All the absurdities, every single one of them, was believed. He was convincing in the telling, in the repetition, in the challenge, in the call to action. He is nothing if not relentless, nothing if not convincing, and they were ready and willing to be convinced, to be led, to obey the call. He had them hanging on his every word, hanging on to him.
He made them believe the absurdities, and when he asked, the atrocities followed. To the end, they were hanging on his every word, hanging on to him.
Who are 'they,' you ask? Who are the believers? They're not just his MAGA people - they're in the House and the Senate, too. The Republicans own them, now - don't be a believer when they tell you otherwise.
And finally, it was time for a slightly unconventional TGIF, in which I focused on the last evidentiary day of the impeachment, and Trump's lawyers and their defense, if you could call it that, of the former president.
That the lawyers managed to complain about the fancy media company the House Managers used to create their slick video, and then turn around and do exactly the same thing, but even slicker and, if I heard it right, with music, and Madonna, and Johnny Depp, was indicative of how little defense they had, and how little defense they presented in their time today.

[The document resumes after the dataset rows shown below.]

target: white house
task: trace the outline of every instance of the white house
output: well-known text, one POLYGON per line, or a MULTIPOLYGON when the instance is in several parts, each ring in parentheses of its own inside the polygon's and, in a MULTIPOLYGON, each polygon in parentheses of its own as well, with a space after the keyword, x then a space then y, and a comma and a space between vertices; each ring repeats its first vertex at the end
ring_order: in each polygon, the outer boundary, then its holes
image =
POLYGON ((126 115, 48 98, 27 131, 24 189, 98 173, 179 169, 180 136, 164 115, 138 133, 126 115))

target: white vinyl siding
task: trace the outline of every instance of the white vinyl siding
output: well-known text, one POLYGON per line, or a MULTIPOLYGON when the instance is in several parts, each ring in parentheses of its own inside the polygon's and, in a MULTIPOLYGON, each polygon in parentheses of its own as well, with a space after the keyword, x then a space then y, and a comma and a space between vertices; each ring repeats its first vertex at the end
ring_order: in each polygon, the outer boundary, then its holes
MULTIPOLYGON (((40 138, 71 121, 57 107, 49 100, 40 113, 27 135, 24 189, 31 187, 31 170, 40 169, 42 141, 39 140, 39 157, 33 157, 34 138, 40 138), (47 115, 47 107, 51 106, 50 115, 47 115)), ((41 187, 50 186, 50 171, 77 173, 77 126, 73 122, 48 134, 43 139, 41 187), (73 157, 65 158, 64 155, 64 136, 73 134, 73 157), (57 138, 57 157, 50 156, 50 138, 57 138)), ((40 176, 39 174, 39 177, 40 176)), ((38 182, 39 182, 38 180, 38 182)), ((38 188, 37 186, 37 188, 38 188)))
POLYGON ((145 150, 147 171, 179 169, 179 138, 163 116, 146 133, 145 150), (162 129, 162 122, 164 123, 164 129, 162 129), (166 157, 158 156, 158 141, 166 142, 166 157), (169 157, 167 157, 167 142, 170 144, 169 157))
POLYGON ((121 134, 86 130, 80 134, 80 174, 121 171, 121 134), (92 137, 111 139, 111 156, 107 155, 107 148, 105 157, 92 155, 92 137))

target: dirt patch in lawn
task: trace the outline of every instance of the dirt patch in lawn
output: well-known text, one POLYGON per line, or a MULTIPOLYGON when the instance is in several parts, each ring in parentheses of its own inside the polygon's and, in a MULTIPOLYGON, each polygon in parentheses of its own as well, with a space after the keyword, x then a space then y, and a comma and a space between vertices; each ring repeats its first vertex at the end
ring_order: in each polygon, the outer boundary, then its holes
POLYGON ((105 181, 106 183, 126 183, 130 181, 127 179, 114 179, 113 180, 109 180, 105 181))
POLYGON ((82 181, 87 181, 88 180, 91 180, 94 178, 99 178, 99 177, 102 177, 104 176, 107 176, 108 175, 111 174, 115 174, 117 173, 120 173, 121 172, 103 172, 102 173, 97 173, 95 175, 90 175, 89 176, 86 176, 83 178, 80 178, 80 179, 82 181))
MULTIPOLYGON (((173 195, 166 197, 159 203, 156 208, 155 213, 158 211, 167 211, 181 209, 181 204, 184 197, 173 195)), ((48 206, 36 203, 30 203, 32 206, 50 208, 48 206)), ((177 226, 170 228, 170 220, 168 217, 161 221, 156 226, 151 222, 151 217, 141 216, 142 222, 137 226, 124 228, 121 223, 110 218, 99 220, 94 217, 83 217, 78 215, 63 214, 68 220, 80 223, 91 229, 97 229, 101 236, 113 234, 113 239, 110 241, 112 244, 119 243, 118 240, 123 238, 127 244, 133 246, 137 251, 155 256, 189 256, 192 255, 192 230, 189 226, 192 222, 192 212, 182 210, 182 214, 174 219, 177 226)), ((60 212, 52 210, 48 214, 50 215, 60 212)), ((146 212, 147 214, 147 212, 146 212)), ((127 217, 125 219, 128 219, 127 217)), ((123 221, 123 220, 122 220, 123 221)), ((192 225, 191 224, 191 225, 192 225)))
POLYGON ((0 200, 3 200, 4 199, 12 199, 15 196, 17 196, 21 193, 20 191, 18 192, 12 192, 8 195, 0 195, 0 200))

Oh, there was lots of emphasis on Trump's one statement of asking for people to be peaceful, as if the continuum of his incitement began and ended on that phrase on January 6th. I thought Rudy Giuliani was a bad lawyer, but these guys are giving him a run for their money.
I closed with post, and the week, with this:
Soon, we'll know officially that the Republicans are still afraid of Trump, and what he can do to their careers, and there will be an acquittal. The only thing we don' t know is, how many Rs will vote to convict. I hope some of them find the courage to do so; maybe the ones who've already declared they're not running next time?
Good week? Bad week? You pick.
We now know the answer to my question: seven. Senators Richard Burr (NC), Bill Cassidy (LA), Susan Collins (ME), Lisa Murkowski (AL), Mitt Romney (UT), Ben Sasse (NE), and Pat Toomey (PA) voted to convict Trump of "the gravest violation of his oath of office by any president in the history of this country," to quote Rep. Cheney. Burr and Toomey have already announced they're not seeking re-election.
You're all caught up. See you later for Sunday School.